Pax: It's interesting that you agree that there shouldn't be more than one religion. Was it not God's plan to intervene to spread a message, and perhaps to start a religion? How could God have a plan that failed? Isn't he too powerful to make such a rote mistake?
GKC: The figure is not inaccurate, though you don't seem to like that usage of denomination. I shared the source which explains the figure, and the source stands. If we're talking about representing varieties of belief, perhaps you are annoyed that I would refer to denominations as exemplifying differences because each denomination may not be substantively different from another. I can turn this on its head. The versions of God that people hold are countless, well beyond 33,000. As such, there would be perhaps millions of versions of religions and gods. So the spread of denominations is shorthand for the spread of competing versions of religion and God. Which all go to the same point. Why do you think your God would allow such a failure of his plan to spread his message? 2000 years later, and there is more divergence than ever.
Greg: Thanks for the support. I'm not sure I understand the relevance of the quote. Perhaps you can share your interpretation.
Birdpreacher: It would be odd for a God to create us in such a way that we could never know it existed, and then simultaneously ask us to believe in it and follow its wishes. I see tahat you are admitting to faith, that is a 'leap of faith' over a gap of non-evidence. This, what others might call blind faith, is, I think, the worst reason to believe in something.

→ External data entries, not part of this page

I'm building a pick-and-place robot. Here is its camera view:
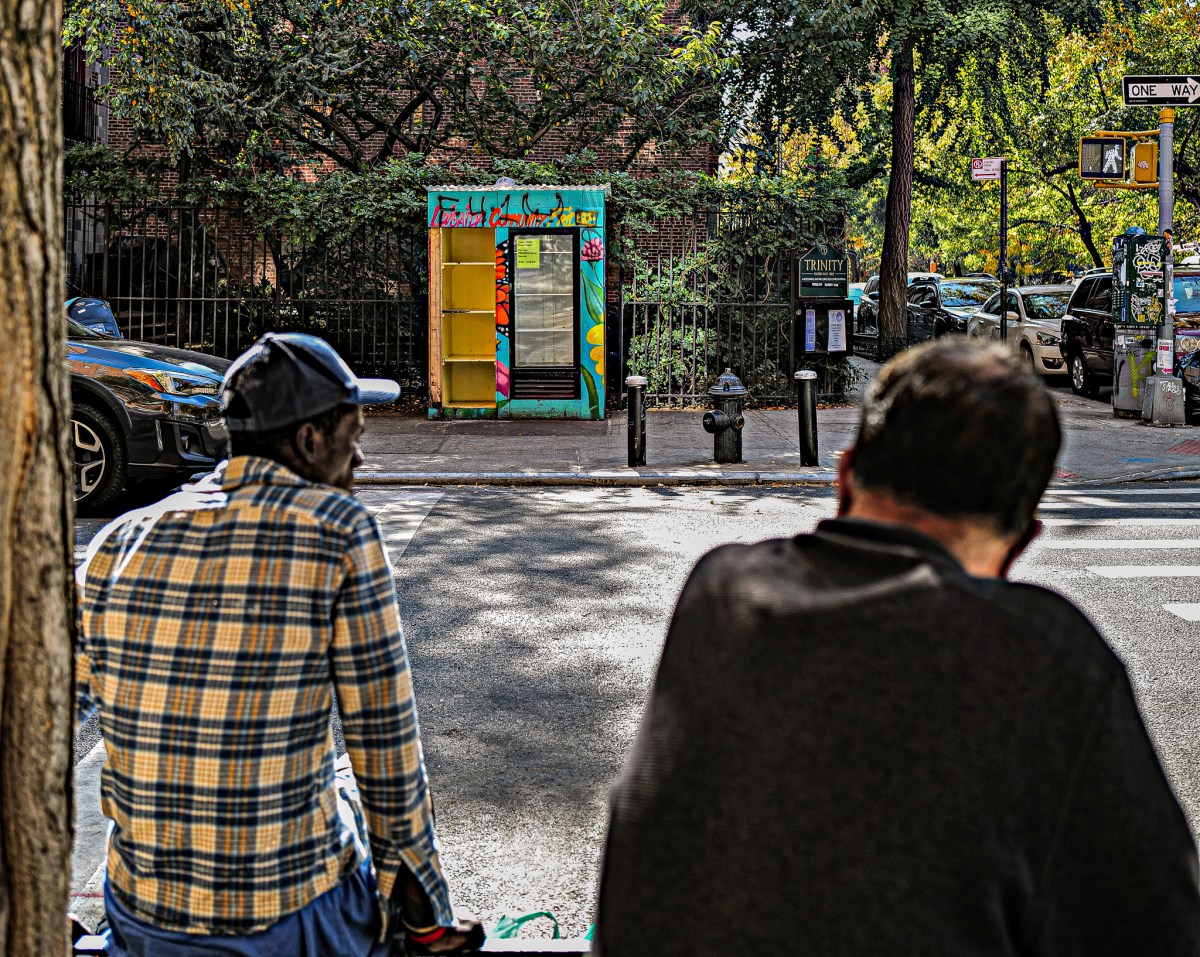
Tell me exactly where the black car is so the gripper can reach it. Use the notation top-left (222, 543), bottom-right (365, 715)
top-left (1060, 273), bottom-right (1115, 397)
top-left (907, 278), bottom-right (1000, 341)
top-left (854, 272), bottom-right (942, 336)
top-left (67, 296), bottom-right (121, 339)
top-left (67, 317), bottom-right (229, 507)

How is it different from wishful thinking, from gullibility? As another point, one does not need unsubstantiated faith to live in harmony with nature, other persons, animals, and one's own self.
The figure is inaccurate. I shared the explanation of the number, with a quote from the source. Every country in which the Roman Catholic Church (for example) has a presence (of any one of the 23 sui iuris
Churches which are part of the RCC), that RC presence is accounted a separate "denomination". But it is, in fact, one Church, not 236.

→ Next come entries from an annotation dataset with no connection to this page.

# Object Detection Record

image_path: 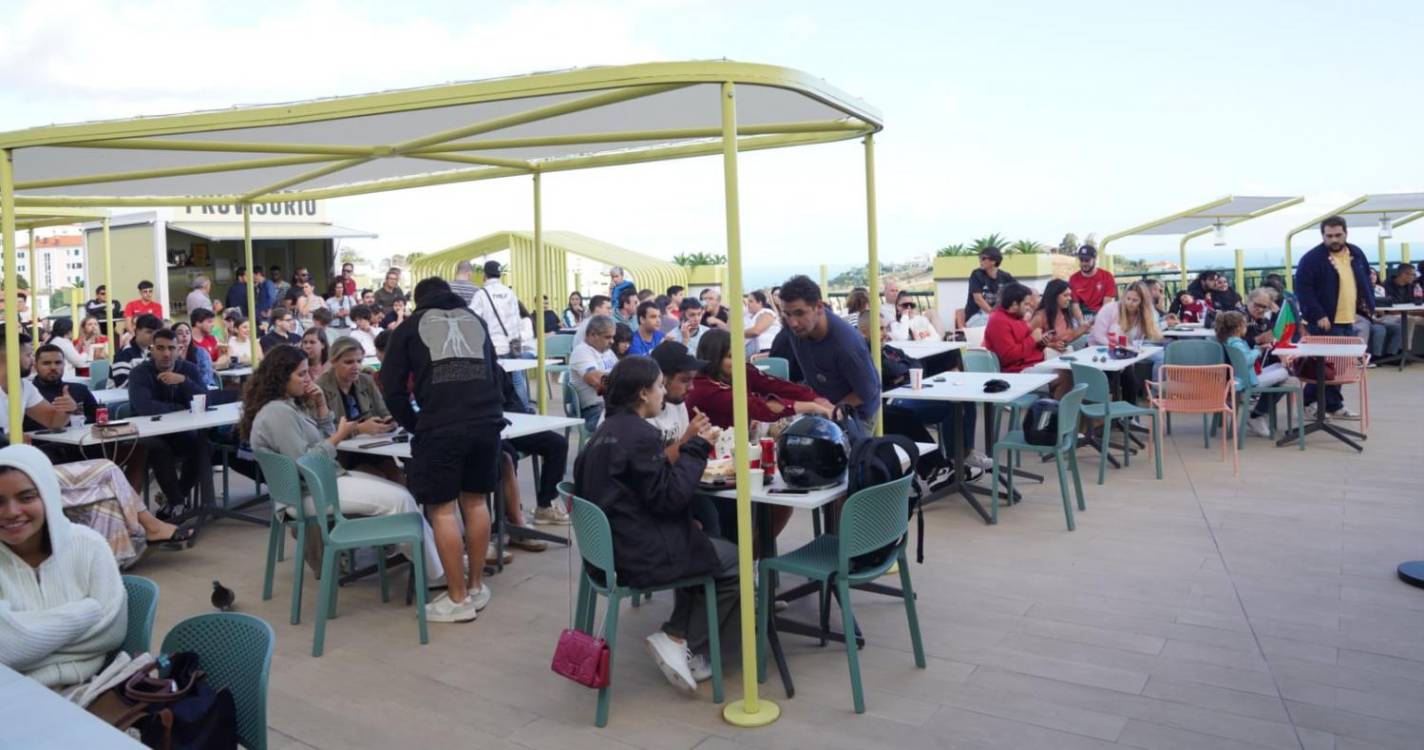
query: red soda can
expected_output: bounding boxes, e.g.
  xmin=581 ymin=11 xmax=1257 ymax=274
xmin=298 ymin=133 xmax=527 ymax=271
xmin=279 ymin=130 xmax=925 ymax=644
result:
xmin=762 ymin=437 xmax=776 ymax=481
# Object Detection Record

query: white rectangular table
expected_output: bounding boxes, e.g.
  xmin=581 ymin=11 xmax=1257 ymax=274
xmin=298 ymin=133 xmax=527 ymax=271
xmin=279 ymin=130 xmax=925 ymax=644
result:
xmin=30 ymin=403 xmax=242 ymax=445
xmin=1374 ymin=305 xmax=1424 ymax=370
xmin=1270 ymin=342 xmax=1366 ymax=453
xmin=881 ymin=371 xmax=1058 ymax=524
xmin=0 ymin=665 xmax=144 ymax=750
xmin=884 ymin=340 xmax=970 ymax=360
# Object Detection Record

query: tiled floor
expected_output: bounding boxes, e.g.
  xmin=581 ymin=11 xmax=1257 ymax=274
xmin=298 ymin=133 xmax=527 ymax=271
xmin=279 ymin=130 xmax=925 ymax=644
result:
xmin=134 ymin=367 xmax=1424 ymax=750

An analogous situation can be seen (very roughly) in the Episcopal Church in this country. At last count, it claims a presence in 16 (I think) countries. Hence it counts as 16 "denominations". It is, in fact, one Church.
I assure you I am not annoyed by your ignorance of what the numbers represent. Amused is the word. And I can understand, as I did before, why the gentleman who is most knowledgeable here (AFAIK) on divine simplicity, declines to engage on the subject with you. You have no grasp of the terminology involved, in that case, or in this.